A: There are market incentives and there are legal incentives. Companies have responded to consumer interest in privacy. All of the top Web sites have privacy policies. Companies have privacy officers. We don't need new laws, we need new law enforcement.
Q: How can consumers protect their privacy online if there are no federal rules?
A: Just a few years ago, virtually no one posted privacy policies online. Now, all the top [Web] sites post privacy policies. Second, we are aggressively involved...in enforcing those policies. If people violate their privacy policies, we will bring cases. Third, the Commission, through its self-regulating mechanisms, has worked out additional protections. People are worried about profiling -- people following your clickstream through cyberspace. If anyone wants to link your personally identifiable information with your past clickstream, they have to get your permission.
Q: You said you plan to boost the FTC's privacy resources by 50%. What does that mean?
A: We had 36 full-time-equivalent staffers for the fiscal year just ended.
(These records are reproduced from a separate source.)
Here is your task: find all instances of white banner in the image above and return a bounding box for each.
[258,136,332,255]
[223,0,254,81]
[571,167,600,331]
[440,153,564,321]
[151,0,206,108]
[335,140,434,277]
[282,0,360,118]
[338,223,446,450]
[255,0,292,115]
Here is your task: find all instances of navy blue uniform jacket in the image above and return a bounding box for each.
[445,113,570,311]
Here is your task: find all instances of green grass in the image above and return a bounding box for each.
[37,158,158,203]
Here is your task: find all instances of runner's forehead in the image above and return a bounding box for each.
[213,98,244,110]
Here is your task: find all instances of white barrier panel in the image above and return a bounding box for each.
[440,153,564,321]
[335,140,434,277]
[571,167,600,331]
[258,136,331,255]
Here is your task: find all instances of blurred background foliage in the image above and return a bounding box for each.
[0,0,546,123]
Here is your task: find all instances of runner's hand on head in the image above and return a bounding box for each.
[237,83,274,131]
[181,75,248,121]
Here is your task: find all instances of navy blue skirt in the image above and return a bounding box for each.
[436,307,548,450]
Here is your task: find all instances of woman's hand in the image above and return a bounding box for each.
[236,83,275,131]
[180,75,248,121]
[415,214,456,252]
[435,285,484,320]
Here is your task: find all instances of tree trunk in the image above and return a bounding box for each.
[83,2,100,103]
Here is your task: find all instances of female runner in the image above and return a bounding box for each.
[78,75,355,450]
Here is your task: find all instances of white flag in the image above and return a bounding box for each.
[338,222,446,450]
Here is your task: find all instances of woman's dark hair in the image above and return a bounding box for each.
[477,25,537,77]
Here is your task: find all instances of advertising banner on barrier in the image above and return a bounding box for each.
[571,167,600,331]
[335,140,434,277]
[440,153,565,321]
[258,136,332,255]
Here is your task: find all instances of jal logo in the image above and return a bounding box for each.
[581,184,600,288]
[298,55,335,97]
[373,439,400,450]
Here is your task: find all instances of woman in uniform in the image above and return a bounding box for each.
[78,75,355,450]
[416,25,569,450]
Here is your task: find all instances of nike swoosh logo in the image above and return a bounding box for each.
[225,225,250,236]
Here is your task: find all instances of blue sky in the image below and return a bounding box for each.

We're taking that to around 60. We'll also be making changes to the telemarketing sales rule, [to establish a] national "do not call" list and crack down on telemarketers who use preacquired credit-card information deceptively. Sometimes you get calls from a telemarketer [who] already has your credit-card number. So the telemarketer may pitch you, "How about trying this free for 30 days?" What consumers don't know is, after 30 days, they start getting billed. This is a growing practice.
The commission has never looked at deceptive spam. We get thousands [of complaints] every day, and we put them aside in a box called the refrigerator. We're going to look at what's in the refrigerator and, for the first time, go after the deceptive spammers in a concentrated way.... We are also going to look systematically at whether people are living up to their privacy policies, offline and online. We're going to seed these policies with fictitious consumers' names and addresses and see what happens. If suddenly there are targeted mailings after [assurances were given that the names wouldn't be shared], we'll know if people aren't living up to their privacy policies.
Q: More companies may post privacy policies but there hasn't been much progress when it comes to whether companies offer people a choice about how their personal data is collected and used.
A: Encouraging companies to offer choice is important. The marketplace will have an impact there. But the credit experience tells us that there are some situations where choice can be a problem. If we had choice upfront in the credit area, the miracle of instant credit wouldn't occur.
[It] happens every day in car lots all across the U.S. If you're a middle-class family with a good credit rating, you can walk into a car dealership, borrow $10,000 from a complete stranger, and walk out with a new car in an hour. The reason is that you and I don't have control over our credit information: If we pay our bills or don't, that information automatically goes to credit-reporting agencies. In general, choice is a good idea. But we shouldn't legislate it. The idea of one-size-fits-all legislation to me is a dubious proposition.